PROC CORRESP has two output data sets. The OUTC= data set contains coordinates and the results of the correspondence analysis. The OUTF= data set contains frequencies and other cross-tabulation results.
The OUTC= data set contains two or three character variables and numeric variables, where n is the number of axes from DIMENS=n (two by default). The OUTC= data set contains one observation for each row, column, supplementary row, and supplementary column point, and one observation for inertias.
The first variable is named _TYPE_
and identifies the type of observation. The values of _TYPE_
are as follows:
The 'INERTIA' observation contains the total inertia in the INERTIA variable, and each dimension’s inertia in the Contr1
–Contrn
variables.
The 'OBS' observations contain the coordinates and statistics for the rows of the table.
The 'SUPOBS' observations contain the coordinates and statistics for the supplementary rows of the table.
The 'VAR' observations contain the coordinates and statistics for the columns of the table.
The 'SUPVAR' observations contain the coordinates and statistics for the supplementary columns of the table.
If you specify the SOURCE option, then the data set also contains a variable _VAR_
containing the name or label of the input variable from which that row originates. The name of the next variable is either
_NAME_
or (if you specify an ID statement) the name of the ID variable.
For observations with a value of 'OBS' or 'SUPOBS' for the _TYPE_
variable, the values of the second variable are constructed as follows:
When you use a VAR statement without an ID statement, the values are 'Row1', 'Row2', and so on.
When you specify a VAR statement with an ID statement, the values are set equal to the values of the ID variable.
When you specify a TABLES statement, the _NAME_
variable has values formed from the appropriate row variable values.
For observations with a value of 'VAR' or 'SUPVAR' for the _TYPE_
variable, the values of the second variable are equal to the names or labels of the VAR (or SUPPLEMENTARY) variables. When
you specify a TABLES statement, the values are formed from the appropriate column variable values.

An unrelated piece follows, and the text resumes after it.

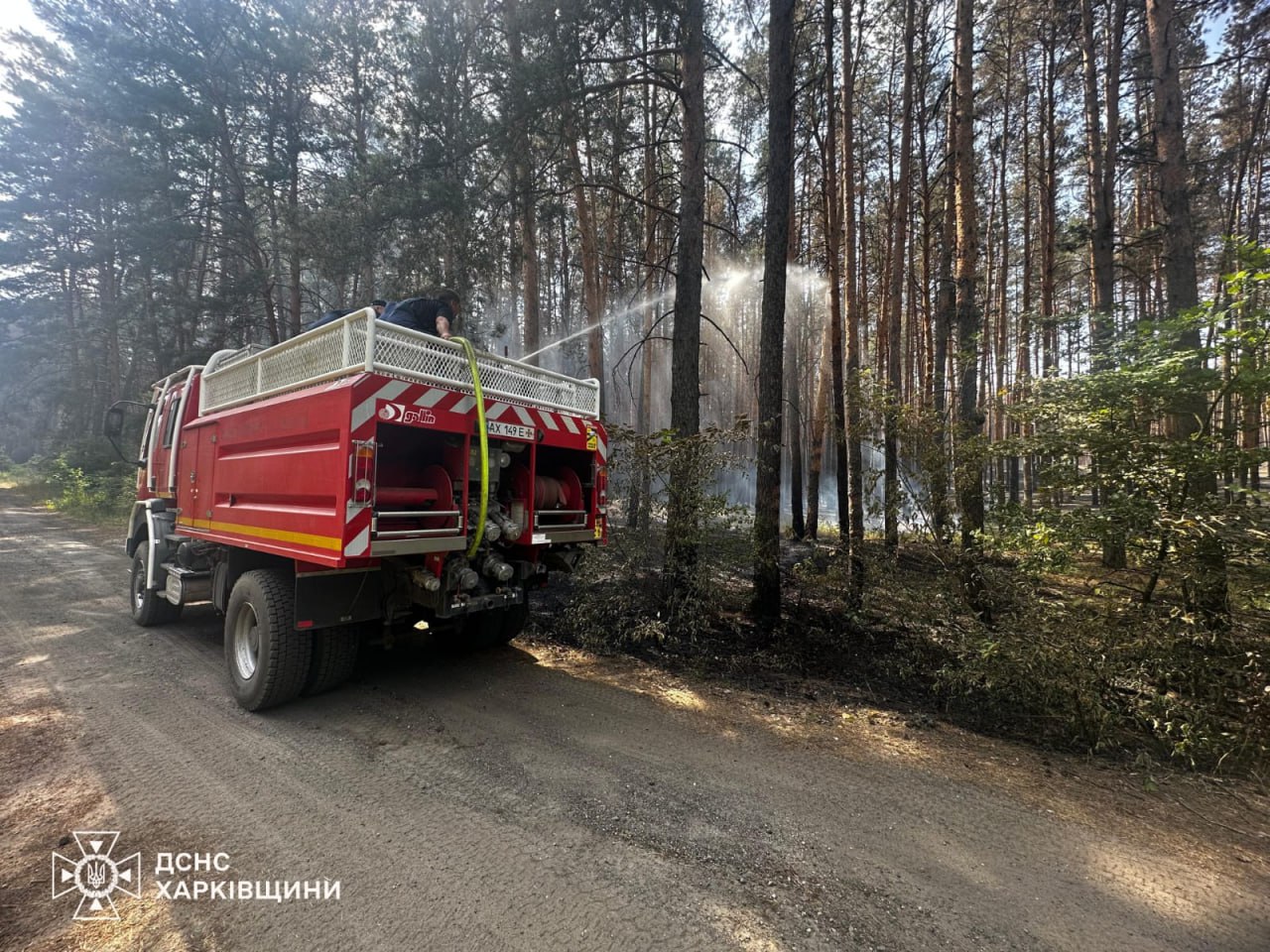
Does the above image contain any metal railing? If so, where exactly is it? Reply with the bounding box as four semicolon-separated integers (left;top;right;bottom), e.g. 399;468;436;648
199;307;599;418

The third and subsequent variables contain the numerical results of the correspondence analysis.
Quality
contains the quality of each point’s representation in the DIMENS=n dimensional display, which is the sum of squared cosines over the first n dimensions.
Mass
contains the masses or marginal sums of the relative frequency matrix.
Inertia
contains each point’s relative contribution to the total inertia.
Dim1
–Dimn
contain the point coordinates.
Contr1
–Contrn
contain the partial contributions to inertia.
SqCos1
–SqCosn
contain the squared cosines.
Best1
–Bestn
and Best
contain the summaries of the partial contributions to inertia.
The OUTF= data set contains frequencies and percentages. It is similar to a PROC FREQ output data set. The OUTF= data set
begins with a variable called _TYPE_
, which contains the observation type. If the SOURCE option is specified, the data set contains two variables, _ROWVAR_
and _COLVAR_
, that contain the names or labels of the row and column input variables from which each cell originates. The next two variables
are classification variables that contain the row and column levels. If you use TABLES statement input and each variable list
consists of a single variable, the names of the first two variables match the names of the input variables; otherwise, these
variables are named Row
and Column
. The next two variables are Count
and Percent
, which contain frequencies and percentages.
The _TYPE_
variable can have the following values:
'OBSERVED' observations contain the contingency table.
'SUPOBS' observations contain the supplementary rows.
'SUPVAR' observations contain the supplementary columns.
'EXPECTED' observations contain the product of the row marginals and the column marginals divided by the grand frequency of the observed frequency table. For ordinary two-way contingency tables, these are the expected frequency matrix under the hypothesis of row and column independence.
'DEVIATION' observations contain the matrix of deviations between the observed frequency matrix and the product of its row marginals and column marginals divided by its grand frequency. For ordinary two-way contingency tables, these are the observed minus expected frequencies under the hypothesis of row and column independence.
'CELLCHI2' observations contain contributions to the total chi-square test statistic.
'RP' observations contain the row profiles.
'SUPRP' observations contain supplementary row profiles.
'CP' observations contain the column profiles.
'SUPCP' observations contain supplementary column profiles.